Kidjo’s bio sprawls across too many superlatives to cram into a short piece like this one (that’s what Google is for), but for the uninitiated, she was born in West Africa in 1960 to a theatrical family, began performing at age 6, and left for Paris at 23 because she couldn’t safely express herself during the worst years of the failed People’s Republic of Benin. In Paris she met Jean Hebrail, the man she would later marry, and built a career first as a solo artist and later as the singer for a Euro-African jazz-rock fusion band called Pili Pili. In the early 1990s she began releasing solo albums at a rate of one every two to three years, recording songs in multiple languages and styles.

Along the way she became “Africa’s premier diva,” according to Time Magazine, selling millions of records across Africa and Europe. As she traveled the globe, she became an activist for pan-Africanism, which at one level represents the idea of building an African political identity that transcends the continent’s 54 countries. On a cultural level, however, pan-Africanism celebrates African contributions to every culture in every continent touched by the slave trade.

“The legacy of Africa in the culture of the world is immense, but I think there is more today that could be done to promote its richness,” Kidjo said. “In a way, it is one of my missions through music. Travel the world and encourage people to discover more!

“Life in Africa is made of hard reality and joyful spirit,” she adds. “We don’t wake up in the morning thinking about abstract absolutes. In my life outside of Africa I implement what I’ve learned — that every moment is to be lived fully, to be kind to people and generous of my blessings, I don’t let cynicism eat my soul up.”

That doesn’t mean that she doesn’t recognize that she works in an often cynical industry.
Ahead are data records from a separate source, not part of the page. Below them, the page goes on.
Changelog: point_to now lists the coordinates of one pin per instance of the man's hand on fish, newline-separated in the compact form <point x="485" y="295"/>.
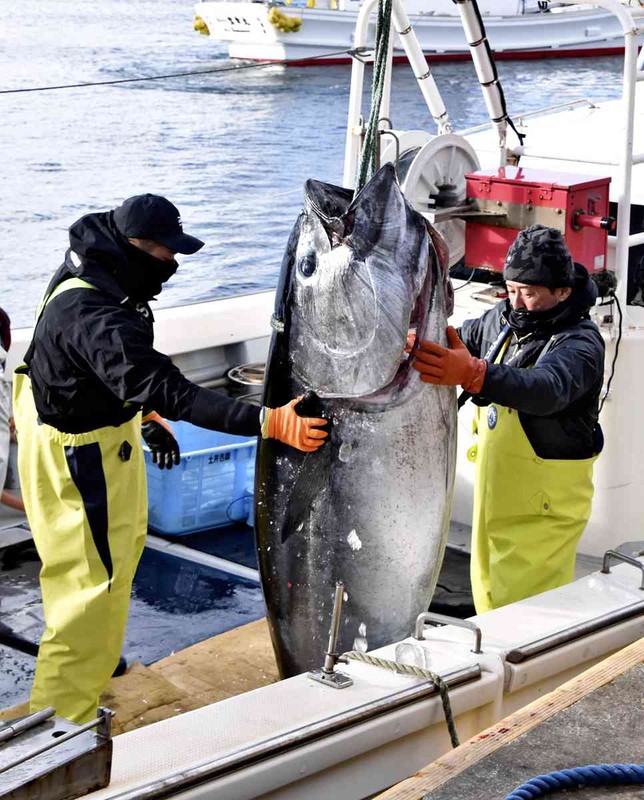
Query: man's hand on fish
<point x="286" y="425"/>
<point x="449" y="366"/>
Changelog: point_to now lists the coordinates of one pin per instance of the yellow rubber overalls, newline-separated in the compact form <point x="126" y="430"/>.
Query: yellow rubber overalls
<point x="529" y="512"/>
<point x="86" y="501"/>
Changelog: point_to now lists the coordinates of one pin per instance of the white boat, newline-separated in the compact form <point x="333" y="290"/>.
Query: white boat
<point x="321" y="31"/>
<point x="299" y="738"/>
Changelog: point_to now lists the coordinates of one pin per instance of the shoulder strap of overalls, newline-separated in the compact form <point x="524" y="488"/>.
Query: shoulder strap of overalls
<point x="70" y="283"/>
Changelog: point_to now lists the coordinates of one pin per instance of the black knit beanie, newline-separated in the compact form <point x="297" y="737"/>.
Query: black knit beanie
<point x="539" y="256"/>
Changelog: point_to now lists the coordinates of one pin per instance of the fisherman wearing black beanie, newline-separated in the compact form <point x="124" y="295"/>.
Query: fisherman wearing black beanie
<point x="92" y="385"/>
<point x="534" y="365"/>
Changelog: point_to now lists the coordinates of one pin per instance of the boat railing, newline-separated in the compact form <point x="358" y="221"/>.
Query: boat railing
<point x="540" y="112"/>
<point x="632" y="22"/>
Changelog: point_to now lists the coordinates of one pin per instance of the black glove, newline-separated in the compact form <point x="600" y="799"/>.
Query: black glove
<point x="159" y="438"/>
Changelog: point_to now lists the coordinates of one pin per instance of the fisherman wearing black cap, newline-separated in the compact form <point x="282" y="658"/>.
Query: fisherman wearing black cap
<point x="90" y="373"/>
<point x="535" y="363"/>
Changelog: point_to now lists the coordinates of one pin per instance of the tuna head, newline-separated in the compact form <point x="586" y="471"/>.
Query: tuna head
<point x="358" y="270"/>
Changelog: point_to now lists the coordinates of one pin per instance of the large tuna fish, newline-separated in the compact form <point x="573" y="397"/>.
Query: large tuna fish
<point x="371" y="507"/>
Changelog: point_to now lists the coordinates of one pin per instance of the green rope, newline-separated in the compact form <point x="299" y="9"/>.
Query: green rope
<point x="369" y="153"/>
<point x="418" y="672"/>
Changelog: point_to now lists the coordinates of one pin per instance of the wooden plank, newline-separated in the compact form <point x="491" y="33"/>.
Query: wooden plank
<point x="229" y="664"/>
<point x="501" y="733"/>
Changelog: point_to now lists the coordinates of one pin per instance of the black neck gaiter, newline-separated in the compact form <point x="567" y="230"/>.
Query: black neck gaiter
<point x="143" y="275"/>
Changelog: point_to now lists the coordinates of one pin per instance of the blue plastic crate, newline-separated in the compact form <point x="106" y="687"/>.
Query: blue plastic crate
<point x="212" y="486"/>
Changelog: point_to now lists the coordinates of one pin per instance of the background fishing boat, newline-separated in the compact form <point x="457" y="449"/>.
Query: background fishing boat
<point x="318" y="31"/>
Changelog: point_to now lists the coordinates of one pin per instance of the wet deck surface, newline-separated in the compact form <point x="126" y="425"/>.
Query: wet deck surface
<point x="178" y="612"/>
<point x="175" y="603"/>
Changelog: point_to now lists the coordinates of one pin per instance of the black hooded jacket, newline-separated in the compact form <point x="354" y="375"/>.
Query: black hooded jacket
<point x="551" y="372"/>
<point x="92" y="362"/>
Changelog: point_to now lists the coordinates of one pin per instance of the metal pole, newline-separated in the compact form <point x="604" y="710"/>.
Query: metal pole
<point x="420" y="67"/>
<point x="421" y="70"/>
<point x="60" y="740"/>
<point x="27" y="723"/>
<point x="354" y="121"/>
<point x="331" y="655"/>
<point x="626" y="165"/>
<point x="485" y="71"/>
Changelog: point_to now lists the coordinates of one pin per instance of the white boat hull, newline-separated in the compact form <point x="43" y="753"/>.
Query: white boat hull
<point x="326" y="34"/>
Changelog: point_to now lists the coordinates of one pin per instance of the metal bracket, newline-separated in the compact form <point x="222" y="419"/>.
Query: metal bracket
<point x="466" y="212"/>
<point x="327" y="674"/>
<point x="614" y="554"/>
<point x="443" y="619"/>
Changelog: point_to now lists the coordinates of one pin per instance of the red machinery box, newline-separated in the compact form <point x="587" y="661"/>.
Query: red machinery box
<point x="509" y="199"/>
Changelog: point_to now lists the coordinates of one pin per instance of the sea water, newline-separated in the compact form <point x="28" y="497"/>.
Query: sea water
<point x="231" y="150"/>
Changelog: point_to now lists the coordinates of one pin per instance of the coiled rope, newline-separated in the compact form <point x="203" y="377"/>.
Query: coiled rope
<point x="370" y="145"/>
<point x="592" y="775"/>
<point x="418" y="672"/>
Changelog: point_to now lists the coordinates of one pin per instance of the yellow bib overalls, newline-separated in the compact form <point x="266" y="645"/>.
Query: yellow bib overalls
<point x="529" y="512"/>
<point x="86" y="501"/>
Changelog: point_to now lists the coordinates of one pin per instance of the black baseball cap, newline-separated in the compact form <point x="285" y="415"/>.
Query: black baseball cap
<point x="150" y="216"/>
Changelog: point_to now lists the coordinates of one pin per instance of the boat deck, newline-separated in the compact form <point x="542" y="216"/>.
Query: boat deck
<point x="196" y="633"/>
<point x="596" y="718"/>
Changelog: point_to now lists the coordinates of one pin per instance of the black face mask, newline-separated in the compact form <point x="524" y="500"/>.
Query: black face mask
<point x="144" y="275"/>
<point x="523" y="321"/>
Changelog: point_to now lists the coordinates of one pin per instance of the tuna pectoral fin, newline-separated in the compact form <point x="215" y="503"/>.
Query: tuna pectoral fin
<point x="309" y="487"/>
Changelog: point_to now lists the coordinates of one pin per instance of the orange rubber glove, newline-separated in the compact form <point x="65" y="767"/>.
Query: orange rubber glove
<point x="286" y="425"/>
<point x="453" y="366"/>
<point x="158" y="436"/>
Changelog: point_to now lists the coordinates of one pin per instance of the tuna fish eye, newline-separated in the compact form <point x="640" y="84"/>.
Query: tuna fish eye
<point x="308" y="265"/>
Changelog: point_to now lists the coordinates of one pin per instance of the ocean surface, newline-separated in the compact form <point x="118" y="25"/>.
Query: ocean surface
<point x="232" y="151"/>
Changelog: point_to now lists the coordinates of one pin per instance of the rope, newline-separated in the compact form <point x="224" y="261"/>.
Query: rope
<point x="256" y="65"/>
<point x="593" y="775"/>
<point x="418" y="672"/>
<point x="368" y="157"/>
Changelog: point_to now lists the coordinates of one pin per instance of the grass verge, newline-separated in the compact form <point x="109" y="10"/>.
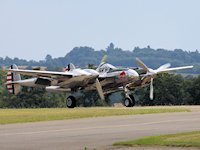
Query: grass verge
<point x="8" y="116"/>
<point x="188" y="139"/>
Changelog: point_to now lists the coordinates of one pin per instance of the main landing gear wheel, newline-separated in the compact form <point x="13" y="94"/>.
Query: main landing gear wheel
<point x="129" y="101"/>
<point x="71" y="102"/>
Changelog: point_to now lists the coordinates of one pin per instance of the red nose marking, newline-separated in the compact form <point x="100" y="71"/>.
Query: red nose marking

After decades at the top of the charts, Kidjo says the toughest part is just surviving. Today, she says, “I’m just trying to sing the best as I can for my fans and [I want to] keep on doing music that I love. I’m not thinking about the commercial appeal of it. I just want to be proud of my songs, and I want them to keep on being interesting.

“I love people from all over the world,” she adds. “I don’t have pre-conceptions about them, and I have noticed that we are not that much different. Politicians want you to believe otherwise, but all my travel has deepened this belief.”